Proving John Machin's Formula for Arctan Difference

[DivGradCurl]

I'm a bit puzzled by this problem, which involves the John Machin's formula. Here it goes:

Show that for xy \neq -1,

\arctan x - \arctan y = \arctan \frac{x-y}{1+xy}

ïf the left side lies between -\pi /2 and \pi /2.

By the way, John Machin's formula is:

4 \arctan \frac{1}{5} - \arctan \frac{1}{239} = \arctan \frac{\pi}{4}

He used this to find \pi correct to 100 decimal places.
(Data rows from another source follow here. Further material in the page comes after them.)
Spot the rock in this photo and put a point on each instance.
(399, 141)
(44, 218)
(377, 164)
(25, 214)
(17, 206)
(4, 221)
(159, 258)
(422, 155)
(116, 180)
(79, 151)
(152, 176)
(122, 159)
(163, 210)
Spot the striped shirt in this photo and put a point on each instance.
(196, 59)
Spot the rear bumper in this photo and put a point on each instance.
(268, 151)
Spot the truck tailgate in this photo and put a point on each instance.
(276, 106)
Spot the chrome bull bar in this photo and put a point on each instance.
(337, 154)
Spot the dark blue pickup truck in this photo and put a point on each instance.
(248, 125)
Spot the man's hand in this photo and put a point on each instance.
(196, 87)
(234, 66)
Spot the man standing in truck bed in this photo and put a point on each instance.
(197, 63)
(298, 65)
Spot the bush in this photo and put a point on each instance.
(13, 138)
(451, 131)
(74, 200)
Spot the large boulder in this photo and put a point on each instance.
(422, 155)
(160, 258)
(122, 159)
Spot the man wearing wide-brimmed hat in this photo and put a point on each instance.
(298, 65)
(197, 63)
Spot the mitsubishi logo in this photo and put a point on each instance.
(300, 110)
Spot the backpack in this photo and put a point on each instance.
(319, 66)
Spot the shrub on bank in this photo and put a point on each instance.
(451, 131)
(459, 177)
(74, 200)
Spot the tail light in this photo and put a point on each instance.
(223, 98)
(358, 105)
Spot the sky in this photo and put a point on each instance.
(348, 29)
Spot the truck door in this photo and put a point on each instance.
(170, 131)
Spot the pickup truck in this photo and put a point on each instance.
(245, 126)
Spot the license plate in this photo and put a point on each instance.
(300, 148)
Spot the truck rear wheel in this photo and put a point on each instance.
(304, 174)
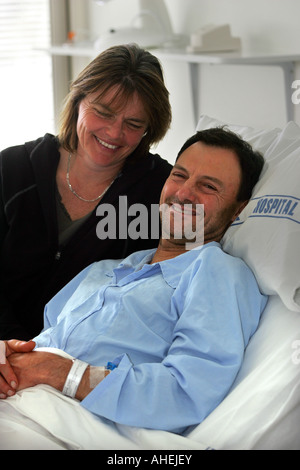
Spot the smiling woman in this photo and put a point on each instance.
(116, 109)
(26, 93)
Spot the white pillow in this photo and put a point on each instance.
(267, 233)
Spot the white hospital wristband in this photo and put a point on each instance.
(74, 377)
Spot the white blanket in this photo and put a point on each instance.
(261, 412)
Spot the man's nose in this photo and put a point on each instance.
(187, 193)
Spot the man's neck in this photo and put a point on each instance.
(165, 251)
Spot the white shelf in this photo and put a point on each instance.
(194, 60)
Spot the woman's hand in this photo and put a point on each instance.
(8, 378)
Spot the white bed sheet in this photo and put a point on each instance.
(261, 412)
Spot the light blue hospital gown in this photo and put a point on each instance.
(177, 330)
Anyhow, here is what I've done so far:

If

\arctan x = \sum _{n=0} ^{\infty} \left( -1 \right) ^n \frac{x^{2n+1}}{2n+1}

\arctan y = \sum _{n=0} ^{\infty} \left( -1 \right) ^n \frac{y^{2n+1}}{2n+1}

\arctan \frac{x-y}{1+xy} = \sum _{n=0} ^{\infty} \left( -1 \right) ^n \frac{\left( \frac{x-y}{1+xy} \right)^{2n+1}}{2n+1}

Then

\sum _{n=0} ^{\infty} \left( -1 \right) ^n \frac{\left( x^{2n+1} - y^{2n+1}\right)}{2n+1} = \sum _{n=0} ^{\infty} \left( -1 \right) ^n \frac{\left( \frac{x-y}{1+xy} \right)^{2n+1}}{2n+1}

Therefore

x^{2n+1} - y^{2n+1} = \left( \frac{x-y}{1+xy} \right)^{2n+1}

I'm not sure I am on the right path. Maybe, I simply need to pick a couple of values to demonstrate that the given relationship is true, but it feels like it might not be enough. In other words, "show" up there looks a bit ambiguous. Any help is highly appreciated.

Thanks

 

[dextercioby]

My friend,why use calculus to get nowhere,when u can use (circular) trigonometry to prove in an elegant way?
Take "tan"out both sides of your identity and use what i'll write below:
\tan(a-b)=:\frac{\sin(a-b)}{\cos(a-b)}=\frac{\sin a\cos b-\sin b\cos a}{\cos a\cos b+\sin a\sin b}

Simplify the last fraction through the product of 'cosines' to find the celebrated formula
\tan(a-b)=\frac{\tan a-\tan b}{1+\tan a\tan b}
Substitute in the last identity:
a\rightarrow \arctan x;b\rightarrow \arctan y
,make use of the fact that "tan",on the interval give in the problem is a uniform function and get exactly the formula u would get if taking "tan" from the identity u need to prove.

Daniel.

PS.Trigonometry is beauty...

 

[DivGradCurl]

Thanks for your input, Daniel.

Let me see if I understand it...

\arctan x - \arctan y = \arctan \frac{x-y}{1+xy} \qquad (1)​

x - y = \frac{x-y}{1+xy} \qquad (2)​

\tan \left( x - y \right) = \tan \left( \frac{x-y}{1+xy} \right) \qquad (3)​

\tan \left( x - y \right) = \frac{\sin \left( x - y \right)}{\cos \left( x - y \right)} \qquad (4)​

\tan \left( x - y \right) = \frac{\sin x \cos y - \cos x \sin y}{\cos x \cos y + \sin x \sin y} \qquad (5)​

\tan \left( x - y \right) = \left( \frac{\frac{1}{\cos x \cos y}}{\frac{1}{\cos x \cos y}} \right) \frac{\sin x \cos y - \cos x \sin y}{\cos x \cos y + \sin x \sin y} \qquad (6)​

\tan \left( x - y \right) = \frac{\tan x - \tan y}{1 + \tan x \tan y} \qquad (7)​

\arctan x - \arctan y = \arctan \frac{x-y}{1+xy} \qquad (8)​

 

[dextercioby]

U didn't. I can't explain in another way the bunch of c*** at numbers (2) and (3)...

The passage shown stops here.